The story centers around the relationship between two high school students: Shoko Nishimiya, a deaf girl, and Shoya Ishida, who bullied her back in elementary school. To be fair, many of Shoko’s classmates used her disability as an excuse to bully her; Shoya was merely the first and most prominent among them. But when the teacher caught wind of what was going on, the rest of the kids were content to let the crimes fall on Shoya’s head alone. Suddenly, HE was the one being ostracized, picked on, isolated and left behind. And the stigma stuck with him all throughout elementary and middle school, to the point where he grew scared to even look his fellow classmates in the eye. Flash-forward to high school and Shoya’s grown up into a depressed, reclusive kid, riddled with guilt over the harm he caused and starting the film by almost jumping off a bridge. Suffice to say, he’s in a bad state. And more than anything, he wants to make amends for all he’s done. So he seeks out Shoko, who’s since transferred to a different school, and offers her the one thing she always wanted from him back then: a friendship. Thus begins a tale of reckoning and redemption, as Shoya brings together all their old elementary school classmates- those who joined in the bullying, those who simply watched from the sidelines- to find closure for the lasting scars they’ve all carried with them all this time.
From that description alone, you can probably get a sense of how powerful this film can get. Bullying, ostracizing, living with disabilities, depression, suicide… there are all topics that most anime don’t dare touch except to exploit them for maximum shock value. But there’s no exploitation to be found in A Silent Voice, just a tender, often painful reality. It peers into the ways people can hurt each other, especially at such young and vulnerable ages, and how seemingly meaningless acts of cruelty can leave lasting trauma in their wake. None of Shoko’s former classmates are truly free from sin, whether they bullied her themselves or just sat back and let it happen. And as they’ve grown up, the full weight of what they did to her, and what they subsequently let happen to Shoya, has left them all scrambling for some justification or defense mechanism to avoid facing the full weight of what they’ve done.
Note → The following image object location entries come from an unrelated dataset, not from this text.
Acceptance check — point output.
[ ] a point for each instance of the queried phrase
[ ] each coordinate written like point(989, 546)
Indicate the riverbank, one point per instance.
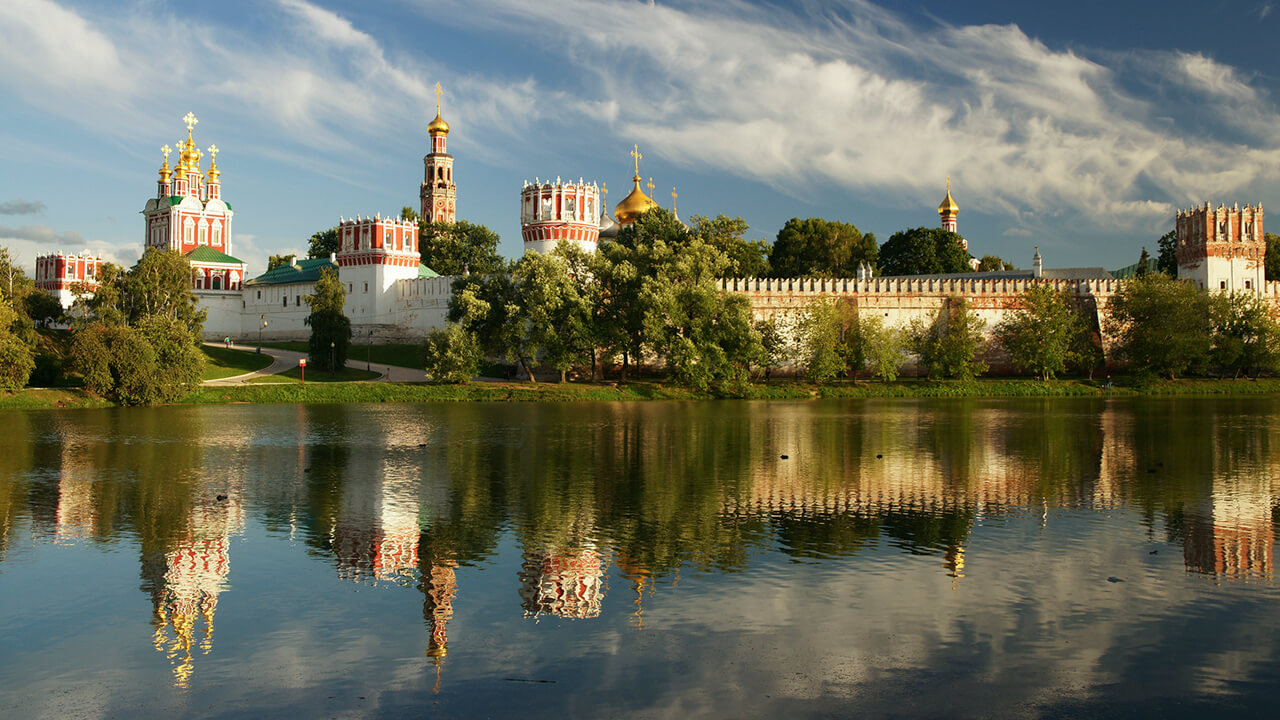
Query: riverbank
point(653, 390)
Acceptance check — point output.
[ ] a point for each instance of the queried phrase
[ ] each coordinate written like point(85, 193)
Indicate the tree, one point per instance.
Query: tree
point(13, 281)
point(1244, 335)
point(1161, 326)
point(461, 247)
point(746, 259)
point(41, 306)
point(923, 251)
point(703, 333)
point(277, 260)
point(452, 355)
point(818, 247)
point(17, 359)
point(1272, 258)
point(1038, 335)
point(178, 361)
point(117, 363)
point(1143, 264)
point(1166, 260)
point(993, 263)
point(949, 345)
point(885, 346)
point(323, 244)
point(330, 328)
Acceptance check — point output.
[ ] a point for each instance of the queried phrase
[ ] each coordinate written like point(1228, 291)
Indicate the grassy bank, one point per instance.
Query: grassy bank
point(223, 363)
point(652, 390)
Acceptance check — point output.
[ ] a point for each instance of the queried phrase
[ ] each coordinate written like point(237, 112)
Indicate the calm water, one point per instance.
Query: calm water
point(643, 560)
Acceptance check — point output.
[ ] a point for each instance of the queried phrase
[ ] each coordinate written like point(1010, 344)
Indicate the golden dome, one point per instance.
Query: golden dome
point(632, 205)
point(438, 126)
point(949, 206)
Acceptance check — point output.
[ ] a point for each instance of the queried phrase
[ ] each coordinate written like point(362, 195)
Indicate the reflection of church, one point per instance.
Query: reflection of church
point(186, 583)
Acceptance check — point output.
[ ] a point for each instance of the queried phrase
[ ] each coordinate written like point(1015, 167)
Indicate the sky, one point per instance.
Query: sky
point(1075, 127)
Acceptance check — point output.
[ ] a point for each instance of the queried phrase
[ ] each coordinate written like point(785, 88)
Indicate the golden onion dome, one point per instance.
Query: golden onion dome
point(632, 205)
point(438, 126)
point(947, 206)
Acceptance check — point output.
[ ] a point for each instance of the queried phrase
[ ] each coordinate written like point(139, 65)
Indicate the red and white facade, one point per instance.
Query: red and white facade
point(1223, 247)
point(63, 276)
point(190, 215)
point(551, 212)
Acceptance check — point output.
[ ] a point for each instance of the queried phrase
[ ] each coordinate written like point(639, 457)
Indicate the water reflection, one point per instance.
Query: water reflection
point(425, 499)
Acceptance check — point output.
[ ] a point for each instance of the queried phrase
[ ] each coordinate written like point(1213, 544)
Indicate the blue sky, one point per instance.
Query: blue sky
point(1077, 127)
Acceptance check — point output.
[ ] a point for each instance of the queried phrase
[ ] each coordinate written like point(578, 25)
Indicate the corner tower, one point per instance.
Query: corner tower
point(1221, 249)
point(438, 194)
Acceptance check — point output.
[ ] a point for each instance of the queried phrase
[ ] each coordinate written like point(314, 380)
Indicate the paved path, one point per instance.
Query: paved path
point(284, 359)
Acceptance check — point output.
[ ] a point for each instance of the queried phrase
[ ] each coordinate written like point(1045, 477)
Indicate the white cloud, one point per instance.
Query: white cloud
point(856, 98)
point(22, 208)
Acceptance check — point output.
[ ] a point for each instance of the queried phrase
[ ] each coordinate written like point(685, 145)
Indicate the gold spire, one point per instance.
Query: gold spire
point(165, 173)
point(213, 164)
point(438, 126)
point(636, 203)
point(949, 206)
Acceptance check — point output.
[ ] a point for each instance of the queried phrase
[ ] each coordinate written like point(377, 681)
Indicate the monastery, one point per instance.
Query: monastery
point(393, 297)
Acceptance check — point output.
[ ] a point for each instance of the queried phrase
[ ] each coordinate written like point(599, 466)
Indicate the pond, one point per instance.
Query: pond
point(746, 559)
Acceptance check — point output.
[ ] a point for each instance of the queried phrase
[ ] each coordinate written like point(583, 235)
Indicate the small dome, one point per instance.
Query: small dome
point(634, 205)
point(949, 206)
point(608, 228)
point(438, 126)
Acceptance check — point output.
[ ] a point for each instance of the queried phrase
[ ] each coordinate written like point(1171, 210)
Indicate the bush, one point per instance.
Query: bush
point(452, 355)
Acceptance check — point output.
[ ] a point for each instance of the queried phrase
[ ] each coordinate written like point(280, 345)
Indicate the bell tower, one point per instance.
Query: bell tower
point(439, 194)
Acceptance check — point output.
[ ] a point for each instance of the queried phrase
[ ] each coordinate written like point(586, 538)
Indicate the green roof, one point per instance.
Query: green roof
point(205, 254)
point(305, 272)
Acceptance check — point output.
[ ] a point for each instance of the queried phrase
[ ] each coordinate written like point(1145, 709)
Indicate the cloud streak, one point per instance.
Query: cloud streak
point(22, 208)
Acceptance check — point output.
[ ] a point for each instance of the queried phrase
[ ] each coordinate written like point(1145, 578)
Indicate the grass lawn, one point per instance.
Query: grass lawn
point(222, 363)
point(315, 376)
point(401, 355)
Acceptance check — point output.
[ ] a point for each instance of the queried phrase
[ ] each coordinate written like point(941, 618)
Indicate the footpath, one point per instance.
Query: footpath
point(283, 360)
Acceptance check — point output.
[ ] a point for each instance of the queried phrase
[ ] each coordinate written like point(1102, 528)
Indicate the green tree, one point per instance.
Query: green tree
point(1143, 264)
point(885, 346)
point(117, 363)
point(1244, 335)
point(746, 259)
point(461, 247)
point(818, 247)
point(1040, 332)
point(1272, 258)
point(41, 306)
point(949, 345)
point(452, 355)
point(277, 260)
point(330, 328)
point(993, 263)
point(17, 359)
point(923, 251)
point(1166, 260)
point(323, 244)
point(1161, 326)
point(492, 309)
point(160, 285)
point(13, 279)
point(703, 333)
point(179, 364)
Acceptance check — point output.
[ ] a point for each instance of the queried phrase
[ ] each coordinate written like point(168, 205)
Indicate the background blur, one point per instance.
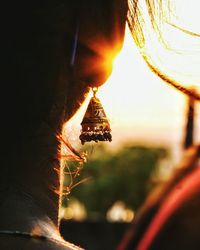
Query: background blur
point(149, 123)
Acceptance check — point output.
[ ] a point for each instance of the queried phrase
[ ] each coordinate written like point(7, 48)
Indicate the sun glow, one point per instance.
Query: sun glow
point(140, 106)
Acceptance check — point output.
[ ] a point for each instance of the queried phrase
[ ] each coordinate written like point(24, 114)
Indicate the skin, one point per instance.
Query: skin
point(45, 91)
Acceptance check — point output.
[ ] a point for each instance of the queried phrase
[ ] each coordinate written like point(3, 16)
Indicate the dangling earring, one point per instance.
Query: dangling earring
point(95, 125)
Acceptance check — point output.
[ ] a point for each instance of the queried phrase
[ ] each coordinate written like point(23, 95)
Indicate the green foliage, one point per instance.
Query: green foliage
point(124, 175)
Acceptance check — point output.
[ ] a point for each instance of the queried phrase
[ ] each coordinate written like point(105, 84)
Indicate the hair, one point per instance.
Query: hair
point(147, 20)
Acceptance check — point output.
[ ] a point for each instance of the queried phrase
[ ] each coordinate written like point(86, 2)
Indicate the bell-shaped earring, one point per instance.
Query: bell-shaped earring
point(95, 124)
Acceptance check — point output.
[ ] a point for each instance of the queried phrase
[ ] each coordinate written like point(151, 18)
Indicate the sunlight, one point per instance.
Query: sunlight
point(141, 107)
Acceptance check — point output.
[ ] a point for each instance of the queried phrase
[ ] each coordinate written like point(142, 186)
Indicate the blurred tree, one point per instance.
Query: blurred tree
point(125, 175)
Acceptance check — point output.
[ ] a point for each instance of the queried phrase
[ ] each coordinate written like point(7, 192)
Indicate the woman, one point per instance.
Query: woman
point(49, 52)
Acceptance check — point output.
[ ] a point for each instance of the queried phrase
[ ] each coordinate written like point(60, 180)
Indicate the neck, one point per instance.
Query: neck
point(29, 195)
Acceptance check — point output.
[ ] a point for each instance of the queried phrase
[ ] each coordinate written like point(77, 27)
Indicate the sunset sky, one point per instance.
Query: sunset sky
point(140, 106)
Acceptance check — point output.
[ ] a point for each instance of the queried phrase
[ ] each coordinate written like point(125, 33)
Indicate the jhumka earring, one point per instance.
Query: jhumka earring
point(95, 125)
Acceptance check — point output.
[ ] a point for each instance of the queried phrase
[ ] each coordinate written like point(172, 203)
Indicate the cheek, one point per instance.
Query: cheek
point(91, 67)
point(76, 94)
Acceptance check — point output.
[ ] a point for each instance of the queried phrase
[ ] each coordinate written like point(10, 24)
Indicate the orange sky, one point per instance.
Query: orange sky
point(140, 106)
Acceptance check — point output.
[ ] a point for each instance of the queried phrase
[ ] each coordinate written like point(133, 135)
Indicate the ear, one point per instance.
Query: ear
point(101, 28)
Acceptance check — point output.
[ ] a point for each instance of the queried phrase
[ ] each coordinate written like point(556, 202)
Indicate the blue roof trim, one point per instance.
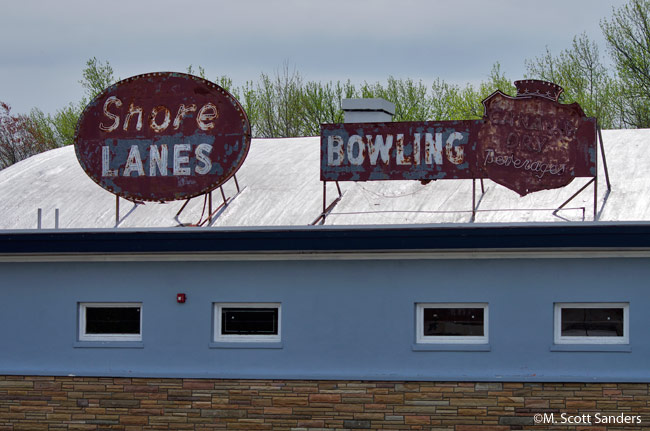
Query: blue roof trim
point(328, 239)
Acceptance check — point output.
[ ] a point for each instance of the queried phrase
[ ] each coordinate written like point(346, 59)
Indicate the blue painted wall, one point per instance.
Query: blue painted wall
point(340, 319)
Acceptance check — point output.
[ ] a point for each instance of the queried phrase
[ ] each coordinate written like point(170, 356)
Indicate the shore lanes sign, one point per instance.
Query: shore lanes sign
point(162, 136)
point(526, 143)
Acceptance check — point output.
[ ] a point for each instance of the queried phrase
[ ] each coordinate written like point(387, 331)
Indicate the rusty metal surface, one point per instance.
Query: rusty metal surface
point(162, 136)
point(531, 142)
point(525, 143)
point(427, 150)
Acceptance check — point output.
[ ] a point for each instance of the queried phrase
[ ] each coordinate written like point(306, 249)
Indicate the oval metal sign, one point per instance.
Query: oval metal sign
point(162, 136)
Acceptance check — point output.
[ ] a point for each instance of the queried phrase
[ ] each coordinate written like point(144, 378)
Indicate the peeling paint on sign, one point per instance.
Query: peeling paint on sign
point(162, 136)
point(526, 143)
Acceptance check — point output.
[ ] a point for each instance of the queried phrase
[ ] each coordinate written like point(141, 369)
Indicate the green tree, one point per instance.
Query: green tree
point(580, 71)
point(96, 77)
point(628, 38)
point(19, 137)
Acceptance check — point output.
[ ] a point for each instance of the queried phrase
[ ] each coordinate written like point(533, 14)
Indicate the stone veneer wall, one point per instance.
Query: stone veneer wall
point(89, 403)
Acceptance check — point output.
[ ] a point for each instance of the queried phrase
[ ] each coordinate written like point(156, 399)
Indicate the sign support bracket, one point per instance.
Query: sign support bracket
point(594, 180)
point(327, 209)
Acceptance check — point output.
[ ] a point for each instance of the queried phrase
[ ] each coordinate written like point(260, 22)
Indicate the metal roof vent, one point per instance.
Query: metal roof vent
point(367, 110)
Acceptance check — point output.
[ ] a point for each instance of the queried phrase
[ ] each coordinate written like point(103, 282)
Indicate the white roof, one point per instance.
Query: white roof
point(280, 186)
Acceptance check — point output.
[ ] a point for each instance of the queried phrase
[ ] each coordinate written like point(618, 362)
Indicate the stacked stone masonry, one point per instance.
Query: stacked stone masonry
point(129, 404)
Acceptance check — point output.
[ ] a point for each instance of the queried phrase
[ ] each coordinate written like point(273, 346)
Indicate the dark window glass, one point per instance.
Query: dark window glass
point(453, 321)
point(249, 321)
point(592, 322)
point(112, 320)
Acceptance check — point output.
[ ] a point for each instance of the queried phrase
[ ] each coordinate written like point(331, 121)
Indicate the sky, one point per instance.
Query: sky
point(46, 43)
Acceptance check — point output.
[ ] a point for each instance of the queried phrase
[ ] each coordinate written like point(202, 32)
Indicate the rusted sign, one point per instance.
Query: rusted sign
point(531, 142)
point(406, 150)
point(162, 136)
point(526, 143)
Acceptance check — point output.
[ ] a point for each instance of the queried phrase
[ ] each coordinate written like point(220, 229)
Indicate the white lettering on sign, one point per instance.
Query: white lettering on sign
point(158, 158)
point(116, 119)
point(134, 162)
point(541, 168)
point(378, 148)
point(160, 116)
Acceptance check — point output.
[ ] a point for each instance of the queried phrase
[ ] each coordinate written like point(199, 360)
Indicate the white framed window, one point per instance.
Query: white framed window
point(110, 321)
point(452, 323)
point(247, 322)
point(591, 323)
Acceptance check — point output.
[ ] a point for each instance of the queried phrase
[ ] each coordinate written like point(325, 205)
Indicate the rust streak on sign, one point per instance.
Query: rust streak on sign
point(162, 136)
point(526, 143)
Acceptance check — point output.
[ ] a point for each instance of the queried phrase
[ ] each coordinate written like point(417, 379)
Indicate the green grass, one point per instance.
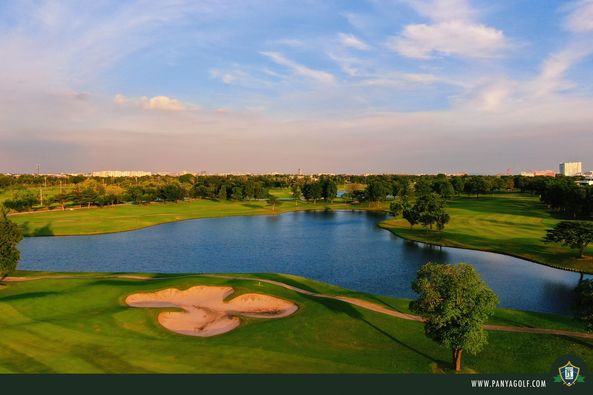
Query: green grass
point(512, 224)
point(81, 325)
point(281, 193)
point(129, 217)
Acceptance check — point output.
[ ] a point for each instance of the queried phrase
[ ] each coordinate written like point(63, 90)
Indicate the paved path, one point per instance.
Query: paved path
point(353, 301)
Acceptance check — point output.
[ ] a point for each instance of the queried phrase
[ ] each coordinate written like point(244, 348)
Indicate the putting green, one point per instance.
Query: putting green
point(509, 223)
point(83, 325)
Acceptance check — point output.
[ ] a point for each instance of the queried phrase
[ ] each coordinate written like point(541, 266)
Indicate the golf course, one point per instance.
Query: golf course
point(138, 322)
point(127, 217)
point(505, 223)
point(81, 323)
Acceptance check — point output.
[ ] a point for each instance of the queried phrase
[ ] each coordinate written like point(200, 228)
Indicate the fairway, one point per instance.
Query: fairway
point(83, 325)
point(129, 217)
point(512, 224)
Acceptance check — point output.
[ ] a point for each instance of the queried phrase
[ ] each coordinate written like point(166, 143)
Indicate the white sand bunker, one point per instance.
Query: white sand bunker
point(205, 311)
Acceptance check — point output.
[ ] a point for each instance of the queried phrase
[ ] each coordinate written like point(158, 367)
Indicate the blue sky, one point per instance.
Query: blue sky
point(260, 86)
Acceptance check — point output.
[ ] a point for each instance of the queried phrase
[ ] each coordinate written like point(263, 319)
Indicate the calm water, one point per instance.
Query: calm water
point(342, 248)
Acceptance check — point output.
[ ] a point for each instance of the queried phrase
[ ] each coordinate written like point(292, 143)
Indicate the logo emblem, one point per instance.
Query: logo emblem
point(569, 374)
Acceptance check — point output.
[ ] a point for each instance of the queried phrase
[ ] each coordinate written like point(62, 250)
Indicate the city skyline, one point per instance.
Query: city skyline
point(405, 86)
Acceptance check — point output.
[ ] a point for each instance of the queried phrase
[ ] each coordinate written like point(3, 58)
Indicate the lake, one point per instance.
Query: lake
point(344, 248)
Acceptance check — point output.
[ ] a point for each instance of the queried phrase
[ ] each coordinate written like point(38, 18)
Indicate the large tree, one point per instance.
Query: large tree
point(574, 234)
point(10, 236)
point(584, 303)
point(454, 303)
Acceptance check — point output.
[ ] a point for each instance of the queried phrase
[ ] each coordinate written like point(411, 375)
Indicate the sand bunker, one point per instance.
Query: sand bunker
point(205, 311)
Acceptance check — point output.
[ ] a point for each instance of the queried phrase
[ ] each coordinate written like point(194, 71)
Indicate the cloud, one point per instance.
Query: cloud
point(444, 10)
point(158, 103)
point(580, 18)
point(453, 31)
point(351, 41)
point(299, 69)
point(422, 41)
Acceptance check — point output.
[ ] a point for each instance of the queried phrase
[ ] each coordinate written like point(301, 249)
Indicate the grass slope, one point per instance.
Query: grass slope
point(512, 224)
point(82, 325)
point(129, 217)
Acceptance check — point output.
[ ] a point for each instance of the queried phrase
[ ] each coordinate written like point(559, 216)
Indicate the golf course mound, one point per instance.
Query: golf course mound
point(205, 311)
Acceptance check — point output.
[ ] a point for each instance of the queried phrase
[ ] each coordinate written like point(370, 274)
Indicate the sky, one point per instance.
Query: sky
point(377, 86)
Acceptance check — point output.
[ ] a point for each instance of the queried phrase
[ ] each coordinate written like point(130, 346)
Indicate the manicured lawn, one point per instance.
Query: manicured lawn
point(512, 224)
point(81, 325)
point(129, 217)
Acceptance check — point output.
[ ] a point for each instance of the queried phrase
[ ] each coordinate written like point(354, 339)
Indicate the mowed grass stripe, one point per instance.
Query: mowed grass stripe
point(81, 325)
point(512, 224)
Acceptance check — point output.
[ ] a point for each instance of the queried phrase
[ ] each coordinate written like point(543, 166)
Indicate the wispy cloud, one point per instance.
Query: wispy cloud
point(299, 69)
point(158, 103)
point(453, 32)
point(351, 41)
point(580, 17)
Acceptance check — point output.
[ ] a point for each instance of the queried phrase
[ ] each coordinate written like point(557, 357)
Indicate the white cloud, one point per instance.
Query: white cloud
point(299, 69)
point(551, 78)
point(159, 103)
point(422, 41)
point(444, 10)
point(120, 99)
point(351, 41)
point(289, 42)
point(580, 19)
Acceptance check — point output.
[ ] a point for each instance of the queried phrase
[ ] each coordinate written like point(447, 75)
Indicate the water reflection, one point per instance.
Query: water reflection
point(345, 248)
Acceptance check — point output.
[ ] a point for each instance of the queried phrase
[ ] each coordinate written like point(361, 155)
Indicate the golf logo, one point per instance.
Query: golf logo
point(569, 374)
point(569, 370)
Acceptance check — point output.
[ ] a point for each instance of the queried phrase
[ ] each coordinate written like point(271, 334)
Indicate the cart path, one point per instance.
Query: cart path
point(353, 301)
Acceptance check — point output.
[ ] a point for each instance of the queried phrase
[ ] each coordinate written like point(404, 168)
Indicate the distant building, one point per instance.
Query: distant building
point(570, 168)
point(534, 173)
point(119, 173)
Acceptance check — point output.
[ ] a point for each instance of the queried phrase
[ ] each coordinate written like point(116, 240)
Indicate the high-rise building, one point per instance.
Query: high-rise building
point(570, 168)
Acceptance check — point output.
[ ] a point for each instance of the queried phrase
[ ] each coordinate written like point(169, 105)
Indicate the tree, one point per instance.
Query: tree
point(329, 190)
point(397, 207)
point(574, 234)
point(454, 303)
point(171, 192)
point(377, 191)
point(410, 214)
point(422, 187)
point(296, 193)
point(584, 302)
point(273, 201)
point(430, 210)
point(10, 236)
point(22, 201)
point(237, 193)
point(222, 192)
point(312, 191)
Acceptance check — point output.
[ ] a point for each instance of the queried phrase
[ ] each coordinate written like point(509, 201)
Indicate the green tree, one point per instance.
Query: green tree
point(376, 191)
point(454, 303)
point(10, 236)
point(296, 193)
point(329, 190)
point(410, 214)
point(422, 187)
point(23, 200)
point(584, 303)
point(222, 192)
point(574, 234)
point(273, 201)
point(430, 209)
point(237, 193)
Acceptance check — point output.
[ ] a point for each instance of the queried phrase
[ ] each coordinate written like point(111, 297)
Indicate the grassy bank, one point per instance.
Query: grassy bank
point(82, 325)
point(129, 217)
point(512, 224)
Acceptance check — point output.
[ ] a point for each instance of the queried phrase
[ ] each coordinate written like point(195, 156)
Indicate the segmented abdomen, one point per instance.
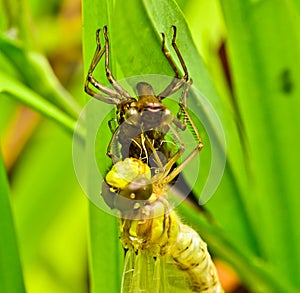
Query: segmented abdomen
point(191, 255)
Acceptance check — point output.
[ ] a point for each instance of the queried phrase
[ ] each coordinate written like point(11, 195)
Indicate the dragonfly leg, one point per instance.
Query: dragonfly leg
point(194, 153)
point(109, 75)
point(113, 96)
point(177, 82)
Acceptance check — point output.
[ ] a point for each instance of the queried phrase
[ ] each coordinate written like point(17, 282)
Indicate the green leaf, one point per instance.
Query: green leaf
point(30, 98)
point(264, 44)
point(35, 72)
point(105, 254)
point(11, 279)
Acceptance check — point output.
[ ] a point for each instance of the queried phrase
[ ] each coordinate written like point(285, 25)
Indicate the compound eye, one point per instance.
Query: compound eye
point(140, 188)
point(131, 112)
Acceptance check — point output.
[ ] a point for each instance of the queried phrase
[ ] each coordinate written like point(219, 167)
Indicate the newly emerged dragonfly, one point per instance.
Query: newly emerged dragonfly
point(143, 121)
point(162, 253)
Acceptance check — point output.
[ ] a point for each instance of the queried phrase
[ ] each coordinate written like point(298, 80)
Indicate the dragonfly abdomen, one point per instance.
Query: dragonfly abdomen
point(191, 255)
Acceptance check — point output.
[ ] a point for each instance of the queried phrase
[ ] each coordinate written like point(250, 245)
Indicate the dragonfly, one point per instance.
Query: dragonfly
point(162, 253)
point(143, 121)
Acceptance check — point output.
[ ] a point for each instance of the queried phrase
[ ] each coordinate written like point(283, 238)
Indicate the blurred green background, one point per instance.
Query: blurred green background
point(242, 55)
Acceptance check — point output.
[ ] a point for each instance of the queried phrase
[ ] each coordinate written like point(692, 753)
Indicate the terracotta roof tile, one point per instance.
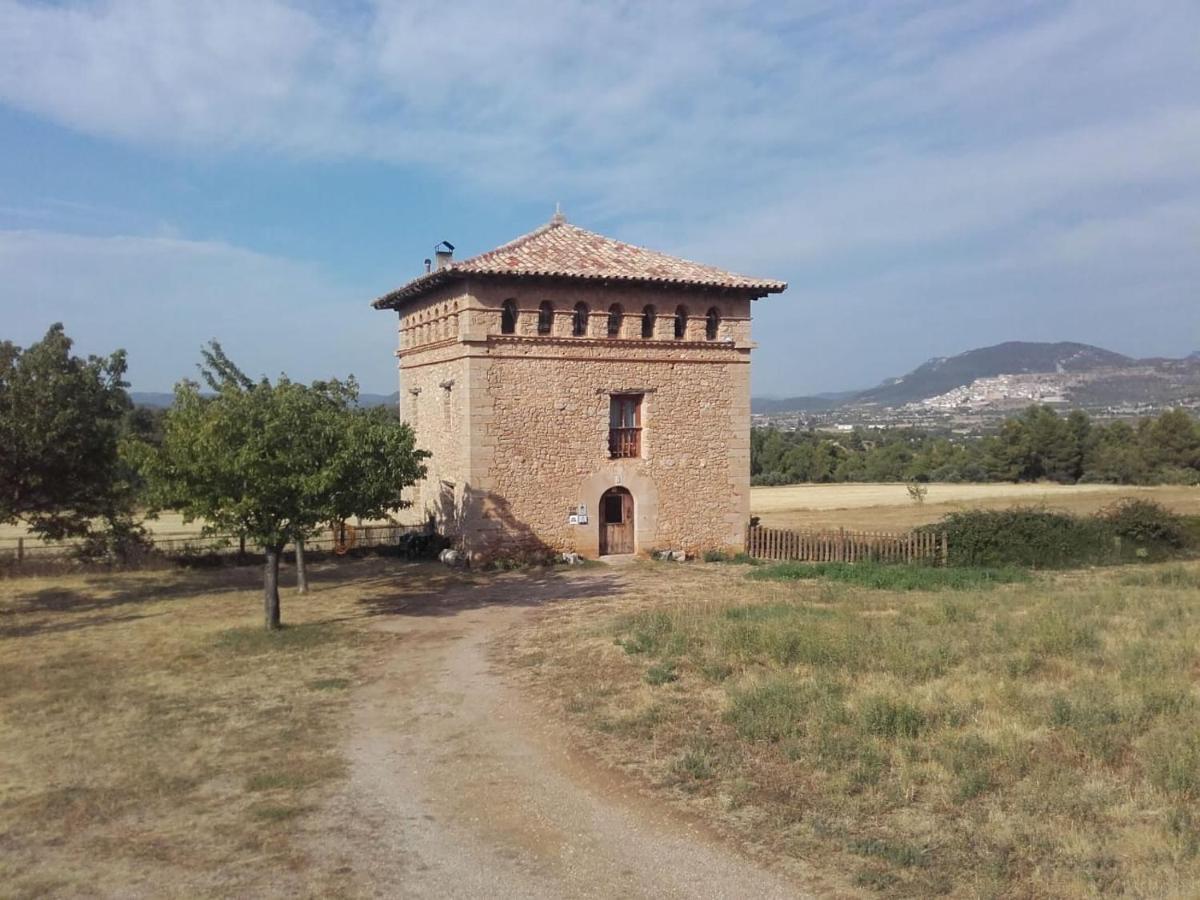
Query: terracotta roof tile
point(561, 250)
Even Shoya, for all his sincerity, can’t help but grapple with the question of whether he’s reaching out to Shoko just to selfishly assuage his own guilt, and not for her sake. It’s far from a tragedy or misery porn, and there’s plenty of light throughout thanks to the lovable camaraderie of the central cast (Shoko’s tomboy little sister in particular is frigging incredible, god bless Aoi Yuuki as always), but it’s steeped in a very real sense of melancholy and anguish
And the film takes its time getting you invested, building its emotional tapestry over the course of a lengthy slow-burn. In a way, it’s almost like a movie-length remake of Anohana, with a depressed loner protagonist bringing together all his old childhood friends so they can reckon with the memories of a wronged girl they haven’t been able to leave behind them. It lets you live with these characters, understand the ways they’re all suffering, see how much they’ve grown and how much they’ve stayed the same. It’s almost too much at points, which is the film’s one real fault: some scenes and sequences go by so abruptly that you can really feel them trying to squeeze the manga’s entire story into a deliberately paced two-hour package. But it’s a testament to the talent on display that they even pull it off as well as they do. For all its shortcuts, no character really feels shortchanged, no idea given the short shrift. It just lets you simmer in the complicated feelings the characters share, the ways they try to absolve themselves to hide from their guilt, how incapable they are of addressing their own hurt without hurting everyone around them all over again. It’s messy and uncomfortable and difficult in the way life so often is, and almost everyone has their own inner darkness to confront. It’s not always easy to like all the characters, but you can never not feel sorry for them.
But it’s the ending that truly pulls A Silent Voice together, that justifies all the densely packed character drama and slowly rising tension that dominates its lengthy second half. I wouldn’t dare spoil any of what happens, but suffice to say, when all that pain and desperation finally bursts to the surface, there won’t be a dry eye in the house. It’s gut-wrenching, heartbreaking, utterly devastating, but also beautiful, sublime, achingly hopeful. It tore my heart right out of my chest and left me a puddle of tears on the floor, and I wouldn’t have it any other way. Christ, this is what makes Kyoto Animation so fucking spectacular. Their work is so human, so empathetic, so capable of reaching into the deepest parts of your soul and awakening your ability to feel. And their staggering talent is on display all throughout A Silent Voice, with stunningly nuanced character animation, evocative direction from the eternally amazing Naoko Yamada (her passion for displaying character through leg acting is on full display), breathtaking scenery and environmental storytelling, and a consistently captivating sense of place that grounds you in the reality of the world in all its watercolor wonder. And you can tell so much thought was put into how sign language and writing allow Shoko to speak when her own voice is too haphazard, how Shoya sees shimmering Xs across the faces of his classmates that keep him from connecting with them, all the myriad ways communication can succeed and fail when you’re speaking in such tentative, mismatched voices. This film is beautiful in so many different ways that I can’t even begin to quantify them.
And that’s really a perfect descriptor of Kyoto Animation as a whole isn’t it? This studio is beautiful is so many different ways that you could never list them all. All you can do is marvel at how consistently, and how extraordinarily, they let that beauty propel them to greatness. So while the truncated story beats might be enough to keep A Silent Voice out of the true upper echelon of KyoAni classics for me, they’re not enough to keep it from being yet another masterpiece from a studio who’s earned my love a million times over. It’s a heartbreaking, heartwarming, utterly breathtaking testament to the power and terror of forgiveness, and I know I’ll carry it in my heart for a long time to come.